Os Paumari fazem parte do Coletivo do Pirarucu, que tem outros membros no Formar Gestão e que também trouxeram suas experiências.

Diomir dos Santos apresenta trabalho da ACJ e sua experiência com o Programa de Aquisição de Alimentos. Foto: Adriano Maneo

“A questão do coletivo permitiu que vendêssemos melhor nosso pirarucu. A ASPROC [associação em Carauari-AM] atua em seis áreas em manejo de lago, e compramos também a produção de outros pirarucus manejados por toda a Amazônia. Isso sobe muito o nosso preço”, contou aos colegas José Gomes, o Coquinho.

Além disso, diariamente ICMBio, FVA, OPAN, Pacto das Águas e Memorial Chico Mendes traziam a riqueza de suas experiências e perspectivas para os debates e conversas.

Ao fim do módulo, os cursistas receberam orientações para realizar atividades intermódulos de aplicação dos conhecimentos em suas organizações, e também chegou-se a possíveis datas para a realização do próximo encontro.

Cursistas fazem debates em atividades em grupo. Foto: Adriano Maneo.

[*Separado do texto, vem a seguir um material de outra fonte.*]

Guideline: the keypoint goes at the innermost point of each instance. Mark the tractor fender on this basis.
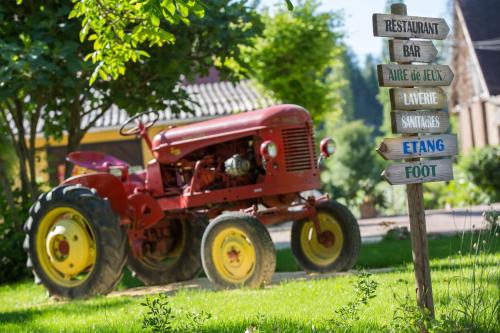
(106, 186)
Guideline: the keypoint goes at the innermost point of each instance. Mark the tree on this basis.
(297, 56)
(43, 74)
(122, 30)
(355, 168)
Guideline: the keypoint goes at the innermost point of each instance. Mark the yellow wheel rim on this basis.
(316, 252)
(65, 246)
(233, 255)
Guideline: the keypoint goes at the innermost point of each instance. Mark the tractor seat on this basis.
(95, 161)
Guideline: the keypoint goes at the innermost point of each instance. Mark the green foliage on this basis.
(296, 58)
(476, 181)
(121, 29)
(365, 288)
(354, 170)
(483, 168)
(160, 317)
(12, 255)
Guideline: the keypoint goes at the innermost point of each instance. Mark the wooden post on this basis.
(418, 230)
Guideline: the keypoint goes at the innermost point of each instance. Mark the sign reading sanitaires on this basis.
(422, 121)
(389, 25)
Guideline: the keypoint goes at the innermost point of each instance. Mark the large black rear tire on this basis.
(65, 225)
(182, 265)
(313, 256)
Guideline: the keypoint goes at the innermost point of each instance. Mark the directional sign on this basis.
(414, 75)
(417, 98)
(411, 122)
(412, 50)
(418, 146)
(419, 172)
(401, 26)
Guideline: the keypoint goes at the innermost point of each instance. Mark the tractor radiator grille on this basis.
(298, 149)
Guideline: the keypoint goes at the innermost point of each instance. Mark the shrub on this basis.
(12, 255)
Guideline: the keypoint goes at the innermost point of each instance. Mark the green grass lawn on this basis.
(293, 306)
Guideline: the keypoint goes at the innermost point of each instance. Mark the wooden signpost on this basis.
(413, 122)
(414, 75)
(419, 172)
(416, 113)
(417, 98)
(412, 50)
(418, 146)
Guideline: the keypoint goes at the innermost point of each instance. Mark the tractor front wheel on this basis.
(180, 261)
(237, 250)
(338, 245)
(75, 245)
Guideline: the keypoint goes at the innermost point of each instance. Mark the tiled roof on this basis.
(209, 100)
(481, 19)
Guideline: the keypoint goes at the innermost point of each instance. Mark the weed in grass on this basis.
(161, 318)
(364, 290)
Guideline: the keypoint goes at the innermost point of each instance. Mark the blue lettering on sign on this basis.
(423, 146)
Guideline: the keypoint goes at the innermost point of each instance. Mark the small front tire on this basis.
(237, 250)
(343, 250)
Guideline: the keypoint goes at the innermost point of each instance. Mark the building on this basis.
(475, 92)
(210, 98)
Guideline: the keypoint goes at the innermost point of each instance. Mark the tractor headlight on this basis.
(327, 147)
(269, 150)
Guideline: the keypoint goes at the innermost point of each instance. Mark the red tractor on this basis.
(240, 172)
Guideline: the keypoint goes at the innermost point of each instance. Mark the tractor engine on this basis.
(224, 165)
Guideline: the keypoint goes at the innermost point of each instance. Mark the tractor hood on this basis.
(184, 139)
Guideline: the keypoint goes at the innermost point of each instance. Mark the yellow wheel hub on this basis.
(233, 255)
(65, 246)
(318, 253)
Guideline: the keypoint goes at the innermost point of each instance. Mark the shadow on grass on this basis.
(62, 309)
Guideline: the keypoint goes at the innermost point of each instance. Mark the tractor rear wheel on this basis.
(237, 250)
(182, 260)
(74, 243)
(341, 248)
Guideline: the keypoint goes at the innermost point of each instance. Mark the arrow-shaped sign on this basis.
(414, 75)
(419, 172)
(402, 26)
(418, 146)
(412, 50)
(417, 98)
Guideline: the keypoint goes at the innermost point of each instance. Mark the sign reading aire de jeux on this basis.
(414, 75)
(412, 50)
(418, 146)
(417, 98)
(419, 172)
(401, 26)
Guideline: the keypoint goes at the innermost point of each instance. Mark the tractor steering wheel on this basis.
(139, 125)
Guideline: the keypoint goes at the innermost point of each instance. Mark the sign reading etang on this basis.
(401, 26)
(419, 172)
(414, 75)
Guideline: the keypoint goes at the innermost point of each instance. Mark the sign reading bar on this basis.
(417, 98)
(411, 122)
(414, 75)
(401, 26)
(419, 172)
(418, 146)
(412, 50)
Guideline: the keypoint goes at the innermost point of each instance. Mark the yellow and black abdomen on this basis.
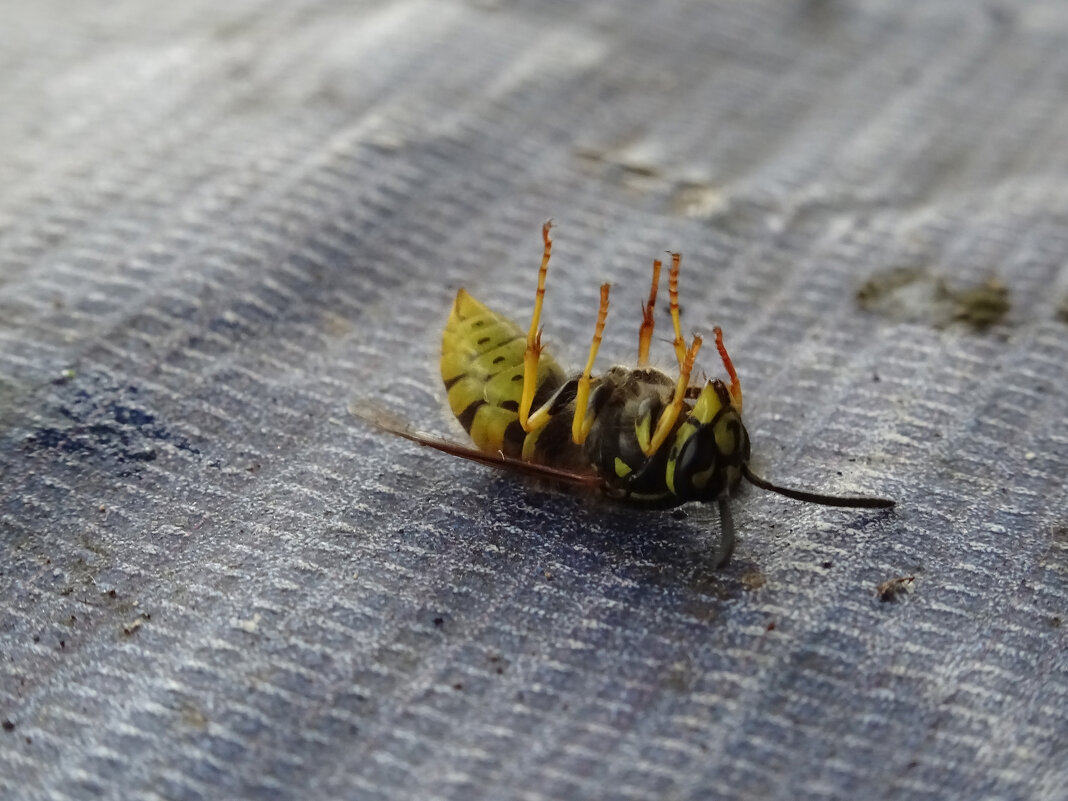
(482, 365)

O quarto e último módulo deverá acontecer em junho e tratará de comercialização.

NINGUÉM PARA TRÁS

No IEB, ninguém fica para trás. Com a migração do 3º módulo do online para o presencial, alguns cursistas não puderam participar do encontro. Assim, o IEB contratou um profissional do audiovisual para registrar todas as aulas que serão devidamente inseridas na Plataforma FORMAR, o nosso Ambiente Virtual de Aprendizagem. Assim, os participantes poderão recuperar o conteúdo, além do material servir como forma de consulta e estudo.

SEGURANÇA SANITÁRIA

Depois de dois módulos online, um sobre Organização e outro sobre Governança das organizações comunitárias, o módulo de Finanças do Formar Gestão foi presencial e teve uma série de medidas de segurança sanitária contra a Covid-19.

O resultado não poderia ser melhor. Durante os nove dias de trânsito e encontro, nenhum dos mais de 40 participantes apresentou sintomas. Os cursistas foram orientados a realizar testes até 24 horas antes do início da viagem – evitando a participação de pessoas contaminadas. No último dia da formação, o IEB ofereceu testes para todos os participantes. Todos os resultados foram negativos.

O Formar Gestão faz parte do Projeto “Promoção de Cadeias de Valor Sustentáveis e Gestão Territorial e Ambiental de Áreas Protegidas”, que é fruto da parceria entre o Governo Brasileiro e a Agência dos Estados Unidos para o Desenvolvimento Internacional – USAID. O curso é coordenado pelo IEB, o Instituto Internacional de Educação do Brasil, por meio do envolvimento de um Comitê Pedagógico formado pela Operação Amazônia Nativa, Fundação Vitória Amazônica, Pacto das Águas, Memorial Chico Mendes, Instituto de Desenvolvimento Sustentável Mamirauá, ICMBio, e Serviço Florestal dos Estados Unidos (USFS).